Фролов, очнувшись, кивнул и тут же побежал в процедурную за медсестрой.
— И возьмите у него кровь на количественное определение салицилатов! — крикнул я ему вслед. — В экстренном режиме!
Борисова, которая немного пришла в себя, повернулась ко мне. На ее лице было задумчивое выражение.
— То есть… — начала она неуверенно, — бикарбонат натрия ты назначаешь не только для коррекции ацидоза, но и для форсированного диуреза? Чтобы… ощелачить мочу?
Я удовлетворительно кивнул.
— Именно.
— В щелочной среде салицилаты будут хуже реабсорбироваться в почечных канальцах и, соответственно, быстрее выводиться из организма, — закончила она уже более уверенно, как будто отвечала на экзамене.
— Совершенно верно, — кивнул я, с легким уважением глядя на нее. — Простая биохимия.
А голова-то у нее все-таки варит. Теорию знает. А вот с практикой, как мы видим, большие проблемы.
В этот момент в палату вернулся Фролов с медсестрой и готовой системой.
Через пятнадцать минут после начала инфузии Свиридову заметно полегчало. Его безумное, шумное дыхание начало выравниваться, становиться реже и тише. Взгляд, до этого блуждающий, начал фокусироваться.
— Вот это да! — не удержалась от восхищенного шепота Борисова. — Как быстро подействовало!
Тем временем в палату, запыхавшись, вбежал Фролов, успевший еще сбегать и за анализами, с распечаткой в руках.

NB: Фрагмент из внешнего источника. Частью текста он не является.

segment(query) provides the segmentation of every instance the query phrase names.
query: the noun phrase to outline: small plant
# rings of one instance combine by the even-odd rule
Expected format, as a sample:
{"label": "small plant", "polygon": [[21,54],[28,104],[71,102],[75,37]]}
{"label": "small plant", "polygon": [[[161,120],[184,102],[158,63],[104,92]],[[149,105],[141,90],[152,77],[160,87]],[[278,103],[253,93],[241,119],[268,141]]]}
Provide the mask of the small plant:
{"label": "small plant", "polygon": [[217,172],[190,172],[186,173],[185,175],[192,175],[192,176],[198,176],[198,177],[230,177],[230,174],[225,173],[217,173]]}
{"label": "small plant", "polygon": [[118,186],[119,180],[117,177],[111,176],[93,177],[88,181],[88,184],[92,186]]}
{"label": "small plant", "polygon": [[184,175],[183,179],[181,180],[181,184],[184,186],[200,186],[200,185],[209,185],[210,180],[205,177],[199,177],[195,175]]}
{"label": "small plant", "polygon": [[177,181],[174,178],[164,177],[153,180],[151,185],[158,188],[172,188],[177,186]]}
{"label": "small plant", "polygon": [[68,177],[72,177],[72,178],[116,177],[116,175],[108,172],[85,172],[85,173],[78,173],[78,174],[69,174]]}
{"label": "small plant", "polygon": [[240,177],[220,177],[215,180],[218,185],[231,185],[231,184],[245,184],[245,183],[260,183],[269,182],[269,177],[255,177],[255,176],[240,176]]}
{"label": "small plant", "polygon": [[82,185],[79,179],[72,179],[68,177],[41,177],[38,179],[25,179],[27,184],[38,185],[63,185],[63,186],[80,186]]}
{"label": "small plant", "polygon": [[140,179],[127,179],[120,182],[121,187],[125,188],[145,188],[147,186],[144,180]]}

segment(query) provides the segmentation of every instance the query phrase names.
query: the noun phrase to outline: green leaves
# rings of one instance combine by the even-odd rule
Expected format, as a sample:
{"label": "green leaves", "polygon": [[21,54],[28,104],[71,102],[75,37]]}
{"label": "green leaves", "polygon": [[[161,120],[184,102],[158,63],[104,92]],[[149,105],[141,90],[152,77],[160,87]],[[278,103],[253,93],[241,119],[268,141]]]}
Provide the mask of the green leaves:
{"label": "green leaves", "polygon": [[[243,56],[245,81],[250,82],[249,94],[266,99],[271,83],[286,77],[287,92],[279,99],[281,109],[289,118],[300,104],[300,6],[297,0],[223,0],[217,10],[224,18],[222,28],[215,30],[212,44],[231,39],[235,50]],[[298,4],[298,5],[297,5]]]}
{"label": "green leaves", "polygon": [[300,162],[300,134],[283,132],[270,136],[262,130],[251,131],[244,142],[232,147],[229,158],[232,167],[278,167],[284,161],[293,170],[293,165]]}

— Анализ на салицилаты для пациента Свиридова! — выпалил он. — Лаборант Стасик, велел передать, что для господина лекаря Разумовского — что угодно, хоть ночью его разбудите!
Я удивленно приподнял бровь. Странно. С чего это Стасик так ко мне проникся? Уже второй раз для меня «все что угодно».
Но больше меня поразило другое. В тот момент, когда Суслик произнес мою фамилию, я увидел, как Алина Борисова бросила на него короткий, но полный такой холодной, убийственной ненависти взгляд, что тот аж попятился.
Что за черт? Что он ей такого сделал? Это не просто неприязнь или раздражение. Это что-то глубоко личное.
— Двуногий, тут что-то очень нечисто! — прошептал у меня в голове Фырк. — Смотри, как она на него зыркнула! Будто он ей не просто соль в сахарницу насыпал, а всю семью вырезал!
— Фырк! Ну что за сравнения? Прекращай!
— Как скажешь, двуногий. Но я же прав.
Я взял у Фролова листок с результатами, отвлекаясь от этой странной, молчаливой сцены. Пробежал глазами по цифрам.
Моргнул.
Прочитал еще раз. Медленнее.
И почувствовал, как по спине пробежал холодок. Уровень салицилатов в сыворотке крови — двадцать миллиграммов на децилитр. Верхняя граница нормы — тридцать. Токсической же считалась концентрация от трехсот и выше.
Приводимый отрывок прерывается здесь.